Außerschulische Bildung 4/2022

Christine Trültzsch-Wijnen/Gerhard Brandhofer (Hrsg.): Bildung und Digitalisierung

Auf der Suche nach Kompetenzen und Performanzen

„Das immer Gleiche?“ Als Antwort auf die Frage erklärt der Sammelband den Anspruch, das Thema Bildung und Digitalisierung „multiperspektivisch zu betrachten und wissenschaftliche Auseinandersetzungen mit konkreten Beispielen und Berichten aus der medienpädagogischen Praxis zu verbinden.“ Eine verbindende Klammer der unterschiedlichen Beiträge ist der Fokus auf Performanz. Hier gehe ich auf die Beiträge ein, denen dies besonders gelingt. Angesichts der aktuellen Entwicklungen der digitalen Transformation sind dies besonders solche, die sich weniger zur Selbstvergewisserung auf die Traditionsbestände deutscher Medienpädagogik stützen, oder die, die ins Apologetische verfallen, sondern die, die uns durch eigene Forschung und vor allem Empirie zu neuen Erkenntnissen oder Fragestellungen verhelfen.

Eine wichtige Fragestellung in Gesellschaft und Forschung ist aktuell, was eigentlich digitale Kompetenzen in einer Zeit ubiquitären Rechnens, der (globalen) Plattformisierung und der Datafizierung des gesellschaftlichen Lebens sind. Der europäische DigComp Kompetenzrahmen wurde in diesem Sinne 2021/2022 überarbeitet und wird Impulse in nationale Rahmen und Kompetenzvorstellungen tragen. Christian Wiesner und Claudia Schreier schlagen das Konzept des „Computational Thinking“ vor. Wie andere auch, haben sie mit den Herausforderungen von sich transversal und holistisch verstehenden Kompetenzrahmen zu kämpfen: ihre Abgrenzung und ihr Verhältnis zu anderen Rahmen mit ähnlichem Anspruch. Auch tendieren digitale Kompetenzrahmen dazu, (demokratische) Haltungen und Werte wenig zu berücksichtigen, oder die Befähigung der Lernenden, die politisch-(digital)wirtschaftlichen Strukturgebungen der Digitalisierung und des Computings zu reflektieren, zu vernachlässigen. Der informative Beitrag von Gerhard Brandhofer, Marlene Miglbauer, Walter Fikisz, Elke Höfler und Fraes Kayali beschäftigt sich mit dem österreichischen Kompetenzraster digi.kompP für Pädagog*innen. Digital mediatisierte Lernprozesse fordern immer häufiger vom Bildungspersonal, digital kompetente Entscheidungen über Digitalität zu treffen.

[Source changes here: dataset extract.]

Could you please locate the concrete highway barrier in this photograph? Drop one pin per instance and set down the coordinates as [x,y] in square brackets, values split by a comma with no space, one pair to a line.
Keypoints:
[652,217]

Nina Grünberger plädiert dafür, dass das globale Meta-Thema Klimaschutz ernsthaft aufgegriffen wird. Das könnte man auch für die Digitalisierung selbst als gesellschaftliche Meta-Entwicklung fordern. So liegt die Frage des „wie“ auf der Hand: Mehr Umweltbildung beziehungsweise BNE in der Pädagogik des Digitalen? Oder mehr Umweltpädagogik, die das Digitale besser integriert? Sind ggf. neue Rahmenmodelle wie der europäische GreenComp Teil der Lösung?

Christine Trültzsch-Wijnens Arbeit zu „Medienhandeln Habitus und digitale Kompetenzen“ ist eine überzeugende und um Klarheit bemühte Übertragung des Habitus-Konzepts auf Medienkompetenz (Summe von Fähigkeiten, Fertigkeiten und Wissen) und -performanz (tatsächliches Medienhandeln). „Medienbezogenen Handlungspraxen einschließlich des medienbezogenen Geschmacks wird in Prozessen sozialer Distinktion ein unterschiedlicher ‚Marktwert‘ beigemessen, welcher in verschiedenen sozialen Feldern variiert.“ (S. 90) Auf der Grundlage empirischer Forschung (10 bis 30-Jährige) wurden „Medienhandlungstypen“ entwickelt. Eine befähigende Pädagogik findet hier Hinweise: „Als Ergebnis (…) kristallisierten sich die psychische und körperliche Reife sowie damit verbundene Entwicklungsaufgaben, alltägliche Bedürfnisse und Herausforderungen der Lebenswelt, der mediale Habitus der Familie und die Vermittlung von kulturellem Kapital durch Medienerziehung sowie die kulturelle Passung und die soziale Distinktion heraus.“ (S. 85) Der Beitrag kann eine alltagsnahe medienpädagogische Reflexion entlang dieser Typen in Fachkräfteausbildungen und in der konkreten medienpädagogischen Arbeit bereichern.